Conditioning and Sealing the Deep Margin
Once the deep margin is accessible and dry, the root surface or deep dentin is conditioned with a self-etch adhesive system (phosphoric acid etching of root dentin is generally avoided to prevent collagen damage at the cementum-dentin junction). A thin layer of bonding agent is applied and light-cured.
Composite Elevation
A low-shrinkage, high-viscosity composite is incrementally placed over the deep margin, building it up to a position 0.5–1 mm above the free gingival margin. This creates a new, supragingival margin that can be cleanly finished, accurately scanned or impressed, and subsequently bonded to at cementation. The elevated composite wall becomes the new cervical margin of the tooth preparation to which the ceramic restoration will bond.
Final Preparation and Impression
With the margin now supragingival, the preparation is completed to final form, IDS is applied to exposed dentin, and the impression or intraoral scan captures a clean, dry, clearly visible margin — the prerequisite for a well-fitted, properly sealed indirect restoration.
DME Has Limits: Recognizing Contraindications
DME cannot replace surgical crown lengthening when the margin extends more than 3–4 mm subgingivally, when the biological width (the minimum tissue attachment zone above the bone crest) cannot be respected with an elevated margin, or when there is concurrent advanced bone loss requiring surgical management. A thorough periodontal assessment with radiographic bone level confirmation is required before DME is attempted in any case with deep subgingival involvement.

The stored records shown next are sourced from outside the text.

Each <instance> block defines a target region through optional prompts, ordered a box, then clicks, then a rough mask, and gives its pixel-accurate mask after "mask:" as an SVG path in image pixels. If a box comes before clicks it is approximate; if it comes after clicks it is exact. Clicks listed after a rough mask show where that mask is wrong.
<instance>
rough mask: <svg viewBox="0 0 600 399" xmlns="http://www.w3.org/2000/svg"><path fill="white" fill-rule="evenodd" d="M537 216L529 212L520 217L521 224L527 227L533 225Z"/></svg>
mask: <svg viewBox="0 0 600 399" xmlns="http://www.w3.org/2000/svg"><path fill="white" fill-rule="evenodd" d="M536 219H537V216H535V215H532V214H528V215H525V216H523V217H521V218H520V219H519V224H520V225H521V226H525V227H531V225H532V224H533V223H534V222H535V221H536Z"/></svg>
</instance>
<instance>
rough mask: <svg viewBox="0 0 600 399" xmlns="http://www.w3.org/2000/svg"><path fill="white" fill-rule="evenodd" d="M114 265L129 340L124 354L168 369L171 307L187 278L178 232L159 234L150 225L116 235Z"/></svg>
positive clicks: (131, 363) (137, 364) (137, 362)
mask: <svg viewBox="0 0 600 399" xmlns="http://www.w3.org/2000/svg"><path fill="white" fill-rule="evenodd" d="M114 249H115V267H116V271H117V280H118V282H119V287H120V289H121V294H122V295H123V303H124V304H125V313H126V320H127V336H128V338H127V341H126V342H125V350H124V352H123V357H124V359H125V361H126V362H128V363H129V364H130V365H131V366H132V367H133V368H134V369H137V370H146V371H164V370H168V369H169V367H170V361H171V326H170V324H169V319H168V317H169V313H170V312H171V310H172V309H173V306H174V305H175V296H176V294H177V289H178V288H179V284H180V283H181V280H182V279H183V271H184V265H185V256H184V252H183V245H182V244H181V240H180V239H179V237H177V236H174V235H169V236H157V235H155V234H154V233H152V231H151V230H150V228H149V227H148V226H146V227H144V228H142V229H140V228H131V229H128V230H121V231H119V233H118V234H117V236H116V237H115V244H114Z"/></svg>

Evidence and Clinical Performance
DME has accumulated substantial clinical evidence over the past decade. A landmark systematic review by Bresser et al. (2019) examined 1,154 teeth treated with cervical margin relocation over periods up to 10 years and found survival rates of 87.5% — comparable to conventionally prepared indirect restorations without deep margins. Marginal quality, periodontal health indices, and cementation quality were all clinically acceptable across the majority of included studies.
The key variable in DME success is isolation quality. Cases where optimal rubber dam or field isolation cannot be achieved have higher rates of marginal gap and early cement failure. Practitioners should not attempt DME without adequate isolation.
Credentials to Verify
- AOBMDAcademy of Biomimetic Dentistry Fellowship — DME is covered in the biomimetic curriculum as a core pre-restorative adjunct protocol. AOBMD fellows demonstrate competency in cervical margin management as part of the posterior adhesive case documentation requirement.

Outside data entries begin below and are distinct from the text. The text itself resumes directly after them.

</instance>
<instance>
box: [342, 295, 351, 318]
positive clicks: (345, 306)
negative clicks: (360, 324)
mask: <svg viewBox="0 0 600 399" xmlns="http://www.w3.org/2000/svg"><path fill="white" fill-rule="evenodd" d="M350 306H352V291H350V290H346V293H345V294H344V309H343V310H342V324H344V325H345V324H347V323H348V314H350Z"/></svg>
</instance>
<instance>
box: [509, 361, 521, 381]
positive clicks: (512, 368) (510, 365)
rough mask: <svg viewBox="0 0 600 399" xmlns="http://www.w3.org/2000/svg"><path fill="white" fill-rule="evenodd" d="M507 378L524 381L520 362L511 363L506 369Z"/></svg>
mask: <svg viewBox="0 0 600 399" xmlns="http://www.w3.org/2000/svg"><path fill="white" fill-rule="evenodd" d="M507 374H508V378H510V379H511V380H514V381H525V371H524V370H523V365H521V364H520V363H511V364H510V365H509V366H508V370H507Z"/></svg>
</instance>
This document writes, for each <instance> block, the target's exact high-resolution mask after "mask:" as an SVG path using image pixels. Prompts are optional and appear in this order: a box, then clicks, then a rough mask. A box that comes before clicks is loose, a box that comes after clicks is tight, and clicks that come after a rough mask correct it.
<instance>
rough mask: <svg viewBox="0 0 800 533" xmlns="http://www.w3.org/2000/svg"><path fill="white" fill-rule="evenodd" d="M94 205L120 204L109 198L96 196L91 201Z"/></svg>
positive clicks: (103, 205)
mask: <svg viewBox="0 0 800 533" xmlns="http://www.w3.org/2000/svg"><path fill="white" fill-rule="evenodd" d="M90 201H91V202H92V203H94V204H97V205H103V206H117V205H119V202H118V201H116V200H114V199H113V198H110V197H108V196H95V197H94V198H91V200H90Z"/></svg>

- ALLEMANAlleman Center Six Lessons — deep margin management and subgingival bonding are addressed in the curriculum's coverage of adhesive protocol adaptations for complex cavity geometries.
Frequently Asked Questions
Is DME a permanent fix or a temporary step?

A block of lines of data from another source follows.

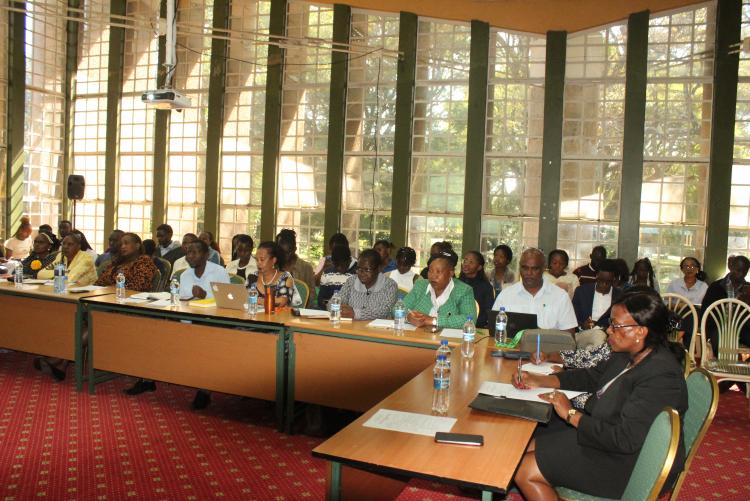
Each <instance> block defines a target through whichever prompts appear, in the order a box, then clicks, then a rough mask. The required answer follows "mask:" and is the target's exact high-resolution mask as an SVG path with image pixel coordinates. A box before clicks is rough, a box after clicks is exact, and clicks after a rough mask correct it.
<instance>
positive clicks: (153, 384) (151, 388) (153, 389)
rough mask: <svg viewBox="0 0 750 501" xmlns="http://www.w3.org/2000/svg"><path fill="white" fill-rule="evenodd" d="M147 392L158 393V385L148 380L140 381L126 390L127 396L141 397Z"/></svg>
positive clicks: (151, 381)
mask: <svg viewBox="0 0 750 501" xmlns="http://www.w3.org/2000/svg"><path fill="white" fill-rule="evenodd" d="M146 391H156V383H154V382H153V381H148V380H146V379H139V380H138V381H136V382H135V384H134V385H133V386H131V387H130V388H128V389H127V390H125V394H127V395H140V394H141V393H143V392H146Z"/></svg>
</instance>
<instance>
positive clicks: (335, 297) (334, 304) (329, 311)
mask: <svg viewBox="0 0 750 501" xmlns="http://www.w3.org/2000/svg"><path fill="white" fill-rule="evenodd" d="M328 311H329V312H330V318H331V324H333V326H334V327H338V325H339V324H340V323H341V296H339V293H338V291H336V292H334V293H333V297H331V299H330V301H328Z"/></svg>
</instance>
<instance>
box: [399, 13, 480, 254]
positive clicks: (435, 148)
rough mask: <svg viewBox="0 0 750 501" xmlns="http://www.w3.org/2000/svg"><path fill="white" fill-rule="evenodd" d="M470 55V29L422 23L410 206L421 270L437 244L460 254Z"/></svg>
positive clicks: (439, 23)
mask: <svg viewBox="0 0 750 501" xmlns="http://www.w3.org/2000/svg"><path fill="white" fill-rule="evenodd" d="M470 51H471V29H470V27H469V25H467V24H464V23H451V22H444V21H435V20H427V19H420V20H419V27H418V33H417V74H416V88H415V96H414V127H413V130H414V137H413V143H412V145H413V146H412V149H413V153H412V155H413V157H412V178H411V199H410V204H409V205H410V208H409V245H410V246H411V247H413V248H414V250H416V252H417V265H419V266H423V265H424V264H425V263H426V261H427V257H428V254H429V252H430V246H431V245H432V244H433V243H434V242H437V241H441V240H448V241H450V242H451V243H452V244H453V247H454V249H455V250H456V252H457V253H459V254H460V252H461V239H462V237H463V231H462V225H463V215H462V213H463V206H464V171H465V166H466V124H467V114H468V98H469V65H470V64H469V63H470V61H469V55H470Z"/></svg>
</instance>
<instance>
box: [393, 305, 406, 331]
mask: <svg viewBox="0 0 750 501" xmlns="http://www.w3.org/2000/svg"><path fill="white" fill-rule="evenodd" d="M405 325H406V306H405V305H404V302H403V301H402V300H400V299H399V300H398V301H396V306H394V307H393V330H394V331H395V332H396V334H398V335H401V334H403V333H404V326H405Z"/></svg>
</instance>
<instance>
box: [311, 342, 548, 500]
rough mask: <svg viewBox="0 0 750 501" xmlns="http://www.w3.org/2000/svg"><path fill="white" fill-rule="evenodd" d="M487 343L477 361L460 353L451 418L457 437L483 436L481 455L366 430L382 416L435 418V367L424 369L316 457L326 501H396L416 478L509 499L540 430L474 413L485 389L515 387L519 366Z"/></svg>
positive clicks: (524, 424) (394, 435) (331, 442)
mask: <svg viewBox="0 0 750 501" xmlns="http://www.w3.org/2000/svg"><path fill="white" fill-rule="evenodd" d="M493 349H494V347H492V346H490V345H489V344H488V343H487V341H481V342H479V343H478V344H477V350H476V353H475V355H474V358H473V359H471V360H462V359H461V358H460V353H457V352H456V351H455V350H454V353H453V357H452V370H451V390H450V407H449V410H448V413H447V416H448V417H453V418H456V419H457V421H456V424H455V425H454V426H453V428H452V429H451V432H455V433H471V434H478V435H483V436H484V445H483V446H482V447H476V446H466V445H449V444H438V443H435V441H434V439H433V438H432V437H429V436H423V435H416V434H409V433H401V432H396V431H390V430H383V429H378V428H371V427H366V426H364V423H365V422H367V421H368V420H369V419H370V418H371V417H372V416H373V415H374V414H375V413H376V412H378V411H379V410H381V409H388V410H396V411H404V412H413V413H419V414H430V410H431V406H432V367H428V368H426V369H424V370H423V371H422V372H421V373H420V374H419V375H417V376H416V377H414V378H413V379H412V380H411V381H409V382H408V383H407V384H406V385H404V386H403V387H401V388H399V389H398V390H397V391H396V392H394V393H393V394H391V395H390V396H388V397H387V398H386V399H384V400H383V401H382V402H380V403H378V404H377V405H376V406H375V407H373V408H372V409H370V410H369V411H367V412H366V413H365V414H364V415H362V416H361V417H360V418H359V419H357V420H356V421H354V422H353V423H352V424H350V425H349V426H347V427H346V428H344V429H343V430H341V431H340V432H339V433H337V434H336V435H334V436H333V437H331V438H329V439H328V440H326V441H325V442H323V443H322V444H321V445H319V446H318V447H316V448H315V449H313V456H316V457H319V458H323V459H326V460H327V461H329V468H328V476H327V479H326V480H327V499H329V500H339V499H352V500H374V499H394V498H396V497H397V496H398V494H399V493H400V492H401V490H403V488H404V486H405V485H406V482H407V481H408V479H409V478H412V477H418V478H425V479H429V480H434V481H440V482H445V483H450V484H455V485H460V486H463V487H468V488H473V489H478V490H481V491H482V499H485V500H490V499H491V498H492V493H493V492H494V493H499V494H505V493H506V492H507V490H508V488H509V486H510V483H511V480H512V479H513V475H514V473H515V471H516V468H517V467H518V464H519V463H520V461H521V458H522V456H523V454H524V451H525V450H526V447H527V445H528V443H529V441H530V439H531V436H532V433H533V432H534V429H535V428H536V423H535V422H533V421H527V420H524V419H518V418H513V417H506V416H501V415H497V414H491V413H485V412H481V411H475V410H473V409H471V408H470V407H469V406H468V405H469V403H470V402H471V401H472V400H473V399H474V398H475V397H476V395H477V392H478V390H479V386H480V385H481V383H482V382H483V381H499V382H510V379H511V376H512V374H513V372H514V371H515V370H516V368H517V362H516V361H514V360H507V361H506V360H504V359H502V358H495V357H492V356H491V355H490V353H491V351H493Z"/></svg>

DME is a permanent modification to the tooth's margin geometry — it is not a temporary measure. The composite elevation becomes the new cervical wall of the preparation and remains in function indefinitely, bonded beneath the final ceramic restoration. The ceramic restoration placed on top covers and protects the composite elevation from occlusal and oral environment exposure.
Will the DME composite be visible?
No — the composite elevation sits at or just below the gingival margin and is entirely covered by the ceramic restoration placed over it. The DME composite is an internal structural element, not an esthetic component of the final restoration.
My dentist recommended crown lengthening surgery before placing my crown — can I ask about DME instead?
Yes. DME is a valid clinical alternative that should be evaluated before committing to osseous surgery. Request a consultation with a biomimetic-trained dentist to assess whether your margin depth and bone level anatomy are compatible with DME. In the majority of cases with margins 1–3 mm subgingival, DME is a viable and less invasive option.